Telle est, en résumé, l’histoire de la Corse peuplée encore aujourd’hui par une race d’hommes braves, courageux, intelligents et qui conservent à un très haut degré l’amour de la patrie. (Malte Brun, p 13, 1881)

Le Corse est intelligent, énergique et aventureux ; mais orgueilleux, vindicatif, il est animé de passions violentes qui ont maintenu dans ce pays les déplorables coutumes de la « vendetta ». (Guillot, p 116, 1898)

Les mœurs. Celles-ci sont caractérisées par l’amour de la famille, le respect des traditions, la simplicité de la vie, l’attachement à la liberté. Tous les historiens ont reconnus aux Corses ces qualités, avec l’intelligence, le courage, le penchant pour l’étude mais aussi avec quelques défauts tels que le goût de la vengeance ; le sentiment de la domination, l’inclination à la jalousie. (Ambrosi p. 63, 1924)

Certains auteurs de manuels de géographie ont des avis qui relèvent de la caricature :

La population rude et violente (Shrader, p 132, 1905)

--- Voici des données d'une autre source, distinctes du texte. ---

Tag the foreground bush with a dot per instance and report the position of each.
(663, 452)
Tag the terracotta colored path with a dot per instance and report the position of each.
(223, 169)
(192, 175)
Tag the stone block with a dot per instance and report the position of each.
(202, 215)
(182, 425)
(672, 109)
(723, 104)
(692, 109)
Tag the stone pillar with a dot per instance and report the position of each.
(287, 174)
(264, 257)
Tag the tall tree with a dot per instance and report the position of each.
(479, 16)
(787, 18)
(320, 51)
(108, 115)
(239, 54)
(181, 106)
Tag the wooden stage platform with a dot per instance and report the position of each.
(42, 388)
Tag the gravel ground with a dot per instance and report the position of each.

Les auteurs corses, mieux conscients de la situation de l’île, évoquent d’autres maux comme par exemple, le clientélisme. Il faut rappeler qu’à la fin du XIX e siècle, c’est le « règne » du député d’Ajaccio, Emmanuel Arène «  chef du parti républicain modéré dont l’influence et la détention de ressources multiples lui permettent de distribuer à son gré les sièges de parlementaires, de conseillers généraux ou de place dans l’administration locale, continentale ou coloniale[2]

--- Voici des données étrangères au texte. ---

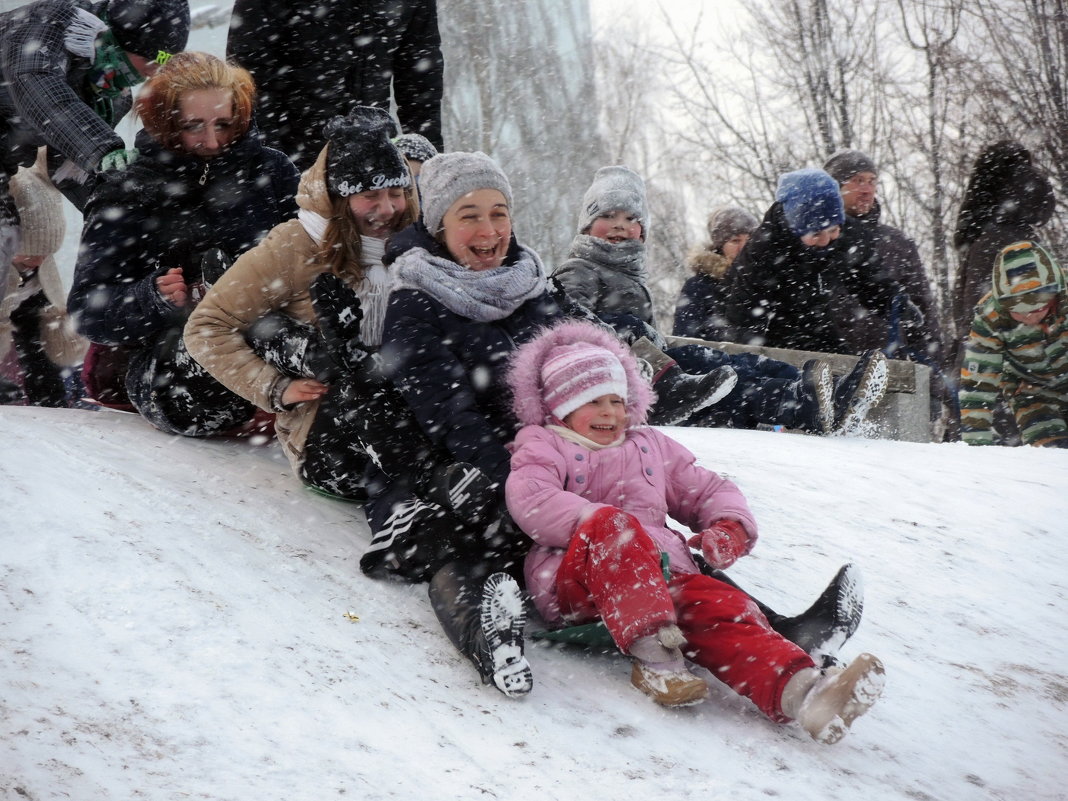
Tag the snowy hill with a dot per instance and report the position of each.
(177, 621)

La pauvreté de certains habitants, qui les met sous la dépendance des familles plus riches, fait que l’esprit de clientèle n’a pas complètement disparu. L’idée de l’Etat, le même pour tous, ne s’est pas encore pleinement substitué à lui. (Hantz p 65)

A l’issue de ces lectures, aucun portrait figé ne ressort. Il existe des différences d’opinions entre les auteurs des manuels même si les traits principaux, comme la vendetta, sont relevés par l’ensemble des ouvrages scolaires.

L’intérêt pour la vendetta se retrouve également dans les récits de voyages et dans les essais de juriste comme par exemple : La vendetta, le banditisme et leur suppression


 

[1]RAGGIO, Osvaldo, « Littérature française et vendetta corse », Dictionnaire historique de la Corse, Albiana, 2006, p 560,

[2]PELLEGRINETTI, J.P., « Emmanuel Arène », Dictionnaire historique de la Corse, Albiana, 2006, p 68.